Hugo maldijo por lo bajo ante aquel giro de las circunstancias que lo complicaba todo mucho más. A su preocupación por Diana se unía el panorama de tener que enfrentarse solo, en plena noche, a aquel caserón que olía a muerte. La situación empezaba a parecerse peligrosamente a sus recurrentes pesadillas.

Álvaro llegó a la biblioteca sin pretenderlo. Al acceder al sector habitado de la casa reconoció aquella puerta, que se interponía con su magnetismo en su ruta hacia la planta de los dormitorios. No tenía previsto concederse una pausa, pero de pronto necesitó abandonar por unos instantes la frialdad de esa atmósfera viciada que se respiraba en la casa.

Necesitaba escapar de la sensación de peligro inminente.

Prestó atención antes de empujar la puerta por si captaba algún ruido sospechoso. Nada. Alzó el cuchillo y, lanzando una última mirada al pasillo que dejaba a su espalda, entró en la sala y volvió a cerrar tras él. En cuanto encendió una de aquellas lámparas de tulipa verde, un aura de calidez se derramó por la habitación. Álvaro se dejó inundar por ella antes de acomodarse en uno de los sillones. A continuación, depositó su arma sobre el escritorio y cerró los ojos.

Paz. Quietud.

Se limitó a escuchar su propia respiración, que por primera vez empezó a sosegarse. Solo pedía eso; un descanso.

De nuevo aquella estancia repleta de libros, de paredes forradas de madera, se le antojaba una tierra de nadie al margen de lo que sucedía en la noche exterior. Solo aquel rincón podía brindarle una tregua, serenar su ánimo. El clima maligno del edificio no había profanado aún aquel recinto.

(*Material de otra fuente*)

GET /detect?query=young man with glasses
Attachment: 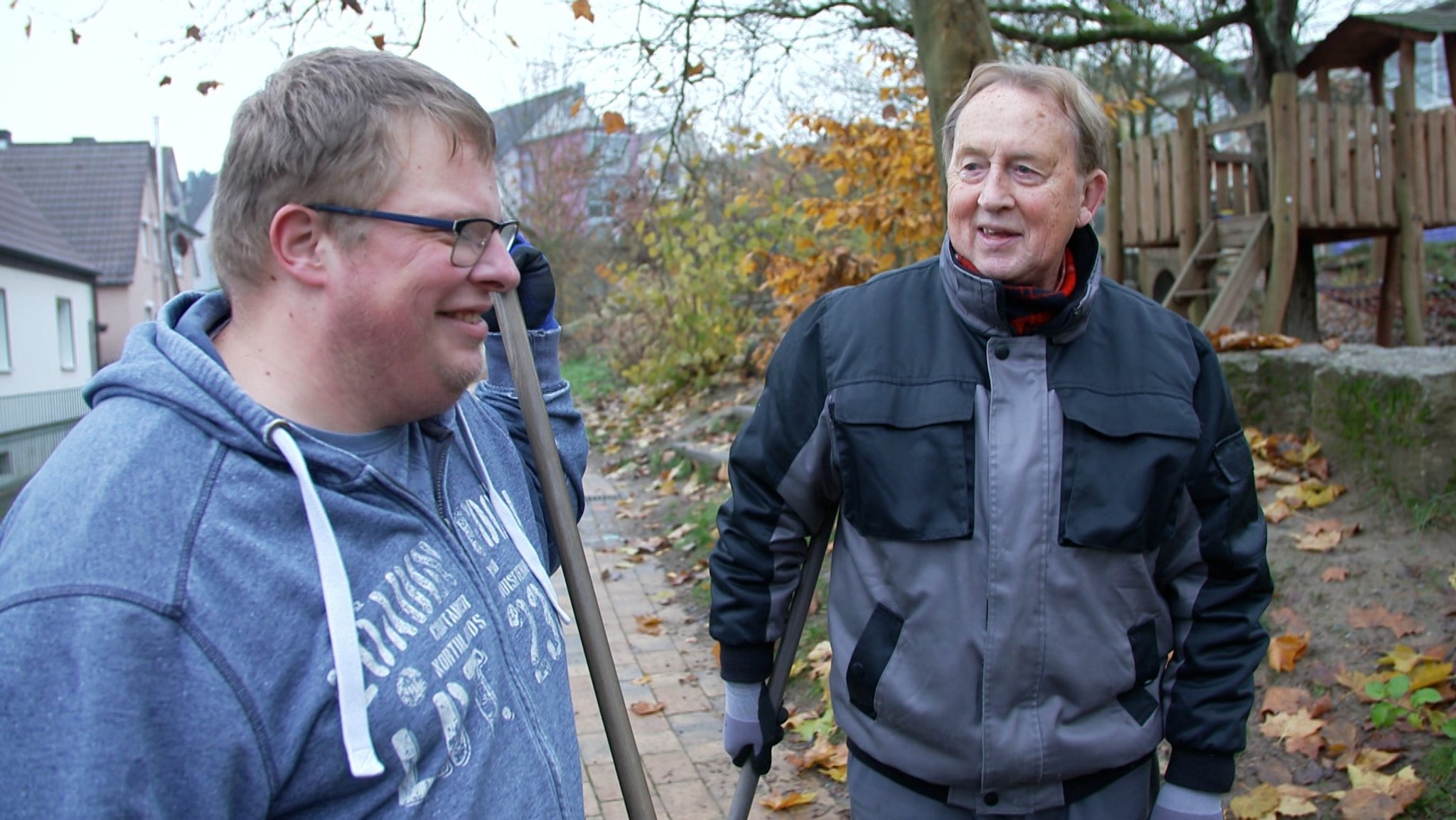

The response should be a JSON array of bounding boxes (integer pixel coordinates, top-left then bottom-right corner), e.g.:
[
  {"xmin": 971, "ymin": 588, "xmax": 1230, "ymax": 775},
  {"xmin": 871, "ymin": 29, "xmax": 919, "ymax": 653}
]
[{"xmin": 0, "ymin": 50, "xmax": 587, "ymax": 819}]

Álvaro abrió los ojos. En un extremo de la mesa descansaban las copas que habían utilizado Hugo, Diana y él para brindar la madrugada anterior. Despedían todavía un leve aroma a alcohol.

Cogió una de ellas y la alzó en el aire en un nuevo brindis imaginario.

—¡Por la supervivencia! —susurró.

Su voz sonó débil, carente de convicción. Frente a él, la hoja de cristal de una vitrina le devolvió una imagen demasiado melancólica de su rostro.

—No te lo crees, ¿verdad? —habló a su reflejo, con una sonrisa—. No crees que vayas a llegar con vida hasta el domingo…

Ahora que intuía cómo se iba aproximando el desenlace de aquella pesadilla, se preguntó si habría matado a alguien durante esos días. La posibilidad de que hubiese habido asesinatos calculados no impedía que también se hubiera cometido alguno fruto de arrebatos inconscientes. Y él sufría lagunas de memoria, sobre todo durante esas noches en las que ni dormir había resultado una tarea pacífica.

Extrajo de un bolsillo los auriculares, los conectó a su móvil y se los colocó mientras seleccionaba una canción de las que guardaba en el teléfono. Un último privilegio, se dijo.

Le dio al play. A los pocos segundos comenzaba la melodía de Summoning Of The Muse.

—Uno tiene derecho a elegir su propia banda sonora como despedida… —susurró a su reflejo—. Dead Can Dance siempre es buena compañía.